Autograd in Rust

2021-08-12

Introduction

In my quest for learning Rust, I had started writing a machine learning library. Machine learning is pretty interesting , but deep learning takes the cake when it comes to the weirdness. One main thing that is required for a deep learning library is a auto differentiation engine. An autodiff engine is a piece of code that sits on top and creates a graph for how the backward propagation should be done. I wanted a autograd library for my project so tried writing it. I was more interested in dynamic graphsish autograd style something like that of pytorch rather than the static graph of tensorflow. Pytorch specifically creates a DAG graph. The reverse topilogically sorted Directed Graph (DAG) is ,then, used to create a graph for backward propagation. Here is a link for further reading on the autograd of pytorch. This blog is quite long as there is a lot to talk about.

Background

The implementation is heavly inspired from tinygrad and pytorch. The implementation shown here is an extremely small part, and a great deal of other fields and methods are yet to be added. Here, we will be creating a autograd library in rust. We will be using f64 values, but we can easily replace that with anything else. The use of f64 here is just for easier explanation. One difference when compared to the tinygrad's implementation is that, due to the nature of no garbage collection language, we don't need to store the parents and the saved_tensor in two objects, but we will get to that point in the future.

"Tensor" Class

It gives me immense guilt to call the "Tensor" struct here as the "Tensor" as the bar for something to be called a tensor is too high. It is nothing but the absolute minimum that we require to create and show a autograd engine. The "Tensor" struct is defined as such:

// /src/tensor.rs/Tensor
pub struct Tensor<'a> {
    pub data: f64,
    pub grad: Cell<f64>,
    pub _ctx: Option<Box<&'a dyn Function>>,
}

This isn't much but this does the work done, atleast for the explanation. The _ctx is the context field, which stores the process of creation of the self tensor, other are self explanatory. You might be wondering why the _ctx is a Box<&' dyn Function> and not a generic-it is easier to read and simpler this way, using generics will increase the complexity without much gain (also I don't know if will generics work). The Tensor declares a new static function which is self explanatory. You can check out the code on my github. We will talk about other functions as we go along the way.

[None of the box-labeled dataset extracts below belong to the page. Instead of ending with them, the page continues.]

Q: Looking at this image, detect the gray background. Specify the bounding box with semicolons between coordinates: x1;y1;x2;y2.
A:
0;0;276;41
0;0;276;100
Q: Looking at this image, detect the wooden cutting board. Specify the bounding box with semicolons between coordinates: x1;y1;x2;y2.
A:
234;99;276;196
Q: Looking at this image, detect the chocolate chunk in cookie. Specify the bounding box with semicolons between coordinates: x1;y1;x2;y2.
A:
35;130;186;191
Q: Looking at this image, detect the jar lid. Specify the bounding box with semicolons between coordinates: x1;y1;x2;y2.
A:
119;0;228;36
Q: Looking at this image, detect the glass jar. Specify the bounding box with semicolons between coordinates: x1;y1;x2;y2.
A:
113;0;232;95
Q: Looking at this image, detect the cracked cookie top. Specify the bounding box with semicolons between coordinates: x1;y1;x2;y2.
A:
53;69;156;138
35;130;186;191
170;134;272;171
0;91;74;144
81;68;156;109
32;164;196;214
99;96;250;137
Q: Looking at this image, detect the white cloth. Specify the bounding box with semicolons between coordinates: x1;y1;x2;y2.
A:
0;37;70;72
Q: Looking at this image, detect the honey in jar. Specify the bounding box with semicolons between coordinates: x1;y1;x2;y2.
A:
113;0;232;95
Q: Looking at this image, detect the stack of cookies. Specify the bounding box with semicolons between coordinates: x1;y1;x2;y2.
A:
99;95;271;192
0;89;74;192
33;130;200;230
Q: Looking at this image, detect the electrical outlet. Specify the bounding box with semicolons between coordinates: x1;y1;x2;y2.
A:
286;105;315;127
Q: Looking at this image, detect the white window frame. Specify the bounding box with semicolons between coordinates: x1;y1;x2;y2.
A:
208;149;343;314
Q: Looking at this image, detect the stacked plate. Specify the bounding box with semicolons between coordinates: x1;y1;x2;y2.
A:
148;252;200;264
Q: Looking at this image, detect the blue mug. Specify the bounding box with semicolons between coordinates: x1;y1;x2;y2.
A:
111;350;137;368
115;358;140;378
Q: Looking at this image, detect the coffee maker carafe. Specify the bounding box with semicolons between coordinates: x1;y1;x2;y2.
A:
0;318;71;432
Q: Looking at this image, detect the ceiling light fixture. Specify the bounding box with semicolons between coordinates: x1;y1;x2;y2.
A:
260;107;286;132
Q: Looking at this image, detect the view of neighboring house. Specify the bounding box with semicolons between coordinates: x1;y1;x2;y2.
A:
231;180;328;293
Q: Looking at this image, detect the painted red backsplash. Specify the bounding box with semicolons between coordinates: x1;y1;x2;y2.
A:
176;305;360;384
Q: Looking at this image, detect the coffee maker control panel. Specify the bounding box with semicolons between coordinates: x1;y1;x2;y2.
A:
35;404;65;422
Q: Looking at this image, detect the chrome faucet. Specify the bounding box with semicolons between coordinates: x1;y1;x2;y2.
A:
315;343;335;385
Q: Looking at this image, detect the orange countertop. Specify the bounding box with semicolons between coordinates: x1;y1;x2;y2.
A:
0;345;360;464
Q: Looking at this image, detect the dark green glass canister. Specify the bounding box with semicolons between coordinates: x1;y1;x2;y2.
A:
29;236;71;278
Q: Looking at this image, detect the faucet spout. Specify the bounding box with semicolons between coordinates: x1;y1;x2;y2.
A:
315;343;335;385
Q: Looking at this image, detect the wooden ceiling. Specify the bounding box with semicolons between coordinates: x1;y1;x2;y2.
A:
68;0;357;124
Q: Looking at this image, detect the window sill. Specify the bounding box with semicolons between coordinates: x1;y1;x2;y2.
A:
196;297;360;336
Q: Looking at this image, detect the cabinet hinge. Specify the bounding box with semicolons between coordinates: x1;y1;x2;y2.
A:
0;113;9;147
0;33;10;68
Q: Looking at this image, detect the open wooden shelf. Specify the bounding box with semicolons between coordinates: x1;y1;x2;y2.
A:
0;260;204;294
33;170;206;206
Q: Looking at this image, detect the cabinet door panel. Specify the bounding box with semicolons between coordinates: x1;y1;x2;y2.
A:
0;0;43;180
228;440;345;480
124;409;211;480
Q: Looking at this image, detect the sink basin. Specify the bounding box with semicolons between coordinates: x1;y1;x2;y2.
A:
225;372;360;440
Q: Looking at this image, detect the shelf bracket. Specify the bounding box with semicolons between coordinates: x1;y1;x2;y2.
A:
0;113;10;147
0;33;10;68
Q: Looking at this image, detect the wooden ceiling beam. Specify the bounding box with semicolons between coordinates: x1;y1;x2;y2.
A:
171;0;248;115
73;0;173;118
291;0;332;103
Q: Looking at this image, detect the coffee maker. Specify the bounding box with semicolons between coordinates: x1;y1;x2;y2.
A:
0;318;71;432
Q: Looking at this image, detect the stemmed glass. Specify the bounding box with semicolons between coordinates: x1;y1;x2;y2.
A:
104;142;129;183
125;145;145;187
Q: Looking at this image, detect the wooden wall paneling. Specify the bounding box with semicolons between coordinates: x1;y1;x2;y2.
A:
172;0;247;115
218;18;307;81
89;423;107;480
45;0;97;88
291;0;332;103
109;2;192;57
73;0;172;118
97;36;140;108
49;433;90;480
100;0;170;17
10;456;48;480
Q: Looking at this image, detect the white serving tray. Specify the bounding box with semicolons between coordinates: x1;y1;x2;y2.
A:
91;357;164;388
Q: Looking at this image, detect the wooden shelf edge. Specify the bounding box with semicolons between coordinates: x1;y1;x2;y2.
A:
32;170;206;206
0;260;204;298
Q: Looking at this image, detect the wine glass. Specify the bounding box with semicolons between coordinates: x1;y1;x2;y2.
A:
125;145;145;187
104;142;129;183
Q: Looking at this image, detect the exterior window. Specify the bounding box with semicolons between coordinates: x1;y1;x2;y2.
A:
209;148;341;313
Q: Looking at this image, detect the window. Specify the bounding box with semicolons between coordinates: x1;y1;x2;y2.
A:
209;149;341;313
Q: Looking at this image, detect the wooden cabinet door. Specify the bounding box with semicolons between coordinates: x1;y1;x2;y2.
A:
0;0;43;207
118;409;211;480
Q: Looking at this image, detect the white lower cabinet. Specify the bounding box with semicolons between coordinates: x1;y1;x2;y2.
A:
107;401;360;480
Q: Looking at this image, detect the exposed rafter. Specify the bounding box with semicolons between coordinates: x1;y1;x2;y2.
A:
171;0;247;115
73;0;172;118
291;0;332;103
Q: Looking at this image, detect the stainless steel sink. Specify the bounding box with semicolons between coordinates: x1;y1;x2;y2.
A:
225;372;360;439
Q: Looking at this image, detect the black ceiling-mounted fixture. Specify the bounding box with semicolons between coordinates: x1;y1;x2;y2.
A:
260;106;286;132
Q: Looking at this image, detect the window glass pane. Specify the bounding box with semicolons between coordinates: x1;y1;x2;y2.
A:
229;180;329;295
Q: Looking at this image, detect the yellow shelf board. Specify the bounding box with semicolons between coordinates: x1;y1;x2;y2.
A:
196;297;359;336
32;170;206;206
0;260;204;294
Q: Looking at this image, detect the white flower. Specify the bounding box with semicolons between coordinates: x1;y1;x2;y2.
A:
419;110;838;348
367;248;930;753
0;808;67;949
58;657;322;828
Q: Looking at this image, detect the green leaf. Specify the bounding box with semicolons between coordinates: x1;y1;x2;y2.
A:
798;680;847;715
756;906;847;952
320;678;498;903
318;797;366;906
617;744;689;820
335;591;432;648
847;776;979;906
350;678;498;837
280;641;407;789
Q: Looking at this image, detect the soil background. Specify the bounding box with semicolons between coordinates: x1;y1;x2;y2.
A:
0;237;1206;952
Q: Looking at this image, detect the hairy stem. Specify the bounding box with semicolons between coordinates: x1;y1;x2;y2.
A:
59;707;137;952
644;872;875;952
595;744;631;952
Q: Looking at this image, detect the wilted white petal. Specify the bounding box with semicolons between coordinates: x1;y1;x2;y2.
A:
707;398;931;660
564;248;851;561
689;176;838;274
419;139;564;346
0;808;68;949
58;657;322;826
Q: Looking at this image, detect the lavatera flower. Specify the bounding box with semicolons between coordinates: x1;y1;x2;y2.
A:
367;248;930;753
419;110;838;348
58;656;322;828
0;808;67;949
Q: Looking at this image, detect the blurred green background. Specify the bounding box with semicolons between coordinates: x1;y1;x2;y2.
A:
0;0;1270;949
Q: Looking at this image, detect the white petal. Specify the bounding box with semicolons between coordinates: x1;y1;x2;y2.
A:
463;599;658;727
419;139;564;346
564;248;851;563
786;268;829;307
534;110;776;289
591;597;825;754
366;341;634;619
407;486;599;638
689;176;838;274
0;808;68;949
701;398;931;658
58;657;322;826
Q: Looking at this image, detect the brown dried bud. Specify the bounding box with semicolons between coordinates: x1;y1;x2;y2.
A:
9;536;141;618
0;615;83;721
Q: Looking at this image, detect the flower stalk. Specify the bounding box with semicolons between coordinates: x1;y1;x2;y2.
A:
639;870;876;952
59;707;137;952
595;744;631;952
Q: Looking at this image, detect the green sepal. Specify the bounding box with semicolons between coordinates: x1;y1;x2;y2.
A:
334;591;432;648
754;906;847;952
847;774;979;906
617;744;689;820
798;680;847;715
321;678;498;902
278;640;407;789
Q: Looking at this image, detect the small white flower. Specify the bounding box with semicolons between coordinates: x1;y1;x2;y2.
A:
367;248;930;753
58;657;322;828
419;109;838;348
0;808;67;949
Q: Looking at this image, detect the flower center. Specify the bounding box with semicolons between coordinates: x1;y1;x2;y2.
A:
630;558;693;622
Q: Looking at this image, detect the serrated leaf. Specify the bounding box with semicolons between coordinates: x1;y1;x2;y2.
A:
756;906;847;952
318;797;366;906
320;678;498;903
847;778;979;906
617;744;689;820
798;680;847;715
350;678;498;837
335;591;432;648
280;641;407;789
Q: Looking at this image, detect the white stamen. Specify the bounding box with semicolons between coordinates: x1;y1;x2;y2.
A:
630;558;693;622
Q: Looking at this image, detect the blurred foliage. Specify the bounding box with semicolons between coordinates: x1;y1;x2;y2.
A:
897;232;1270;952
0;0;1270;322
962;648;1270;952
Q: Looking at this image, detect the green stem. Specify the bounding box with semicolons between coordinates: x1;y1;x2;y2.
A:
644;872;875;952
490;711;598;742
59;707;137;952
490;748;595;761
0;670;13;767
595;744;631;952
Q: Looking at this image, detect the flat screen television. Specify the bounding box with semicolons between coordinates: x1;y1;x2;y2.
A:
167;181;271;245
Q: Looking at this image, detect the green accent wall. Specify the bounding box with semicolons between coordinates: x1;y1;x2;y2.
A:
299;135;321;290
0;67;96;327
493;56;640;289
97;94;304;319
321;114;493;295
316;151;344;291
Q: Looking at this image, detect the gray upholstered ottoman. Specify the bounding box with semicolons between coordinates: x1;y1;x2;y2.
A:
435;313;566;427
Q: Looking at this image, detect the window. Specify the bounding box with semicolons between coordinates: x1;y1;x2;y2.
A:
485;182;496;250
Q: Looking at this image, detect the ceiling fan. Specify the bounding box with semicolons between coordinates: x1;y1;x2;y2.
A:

Where does the "_ctx" come from ?!

The _ctx is an object which implements the Function trait. The function trait is defined as such

// /src/ftrait.rs/Function
pub trait Function {
    fn apply(&self) -> Tensor;
    fn backward(&self, grad: f64) -> [f64; 2];
    fn forward(&self) -> f64;
    fn parents(&self) -> [&Tensor; 2];
}

The parents function returns the parent inside of the struct, which implements the Function trait. This is important for the creation of graph during backward propagation. The function trait here is defined for binary operations, but we could have made it for other operations as well by using maybe a const generic type( <const X: i32> )?! Apply performs the forward function and returns the required tensor containing its own context(We will see this later). The backward function performs the backward computation,i.e it calculates the grad based on the incoming grad(chain rule). We will implement the Function trait for multiplication type. We won't be overriding any operator functions such as * operator. This will show us the bare metal, how things are working. Lets look at the implementation of Mul. Forward and Backward are trivial so we will be looking at the apply function's implementation. Mul struct is defined as

// /src/Function.rs/Mul
pub struct Mul<'a> {
    parents: [&'a Tensor<'a>; 2],
}

// Inside the impl block of Mul for Function
fn apply(&self) -> Tensor {
    let _ret = Tensor::new(self.forward(), Some(Box::new(self)));
    _ret
} 

So, apply return a Tensor with the value from the self.forward() and _ctx equal to Some(Box::new(self)). The context stores the its parents, this is how we know where a Tensor come from, and this is how we can create a backward graph.

Backward

The backward pass consists of the creation of a DAG graph using the final tensor, and going up the graph and supplying everyone with their grad value. A filter would be good to limit whose grad to calculate,pass in the backward function,so this is left to the reader as an exercise(Calculate the grad if require_grad is true?). We topo sort it.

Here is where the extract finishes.